COLLEVILLE-SUR-MER, France - Proud veterans in their 90s and families of fallen soldiers are commemorating the epochal D-Day invasion of Normandy 72 years ago that helped the Allies defeat Hitler.

They're holding small ceremonies and moments of remembrance along the wide beaches and cliffs where thousands of U.S., British, Canadian and French troops landed as dawn was breaking June 6, 1944. It was a pivotal moment in World War II.

Henry Breton of Augusta, Maine, was among the shrinking number of survivors of the landings to come for Monday's anniversary. Speaking from the American Cemetery at Colleville-sur-Mer, 91-year-old Breton recalled the fierce German counterattack and ensuing violence and valor he experienced at the Battle of the Bulge in Belgium.
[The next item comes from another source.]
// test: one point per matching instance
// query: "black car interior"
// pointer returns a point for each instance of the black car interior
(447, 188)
"It's all worth it," he said. "It brings back so many memories."

In New York, a World War II veteran from Long Island who flew a bomber mission on D-Day is being honored with one of France's highest honors for helping defeat the Nazis.

New York Air National Guard Brig. Gen. Thomas Owens will be among those saluting 98-year-old Harold Smith during a ceremony Monday afternoon. The ceremony is being held at the Garden Care Center in Franklin Square in Nassau County.

The former B-24 navigator is among the American WWII veterans who have received the Legion of Honor from the French government in appreciation of their service in France during the war.

The Brooklyn-born Smith was a navigator who flew 30 missions over Europe, including a bombing run on June 6, 1944 as Allied forces landed at Normandy.

The National World War II Museum in New Orleans is planning a slate of events to commemorate the 72nd anniversary of the invasion of Normandy.

June 6 will also mark the 16th anniversary of the museum that is considered one of the city's top tourist attractions.

For the D-Day anniversary, the museum will host a special program and ceremony at 11 a.m.

Throughout the day, visitors can also tour a Higgins boat. The boats were named after New Orleans businessman Andrew Jackson Higgins who designed and produced boats able to transport men and equipment from the sea to shore without using a harbor.

The boats were used extensively during the June 6, 1944 D-Day landings in France.

The museum will also feature newsreels and film footage of the invasion.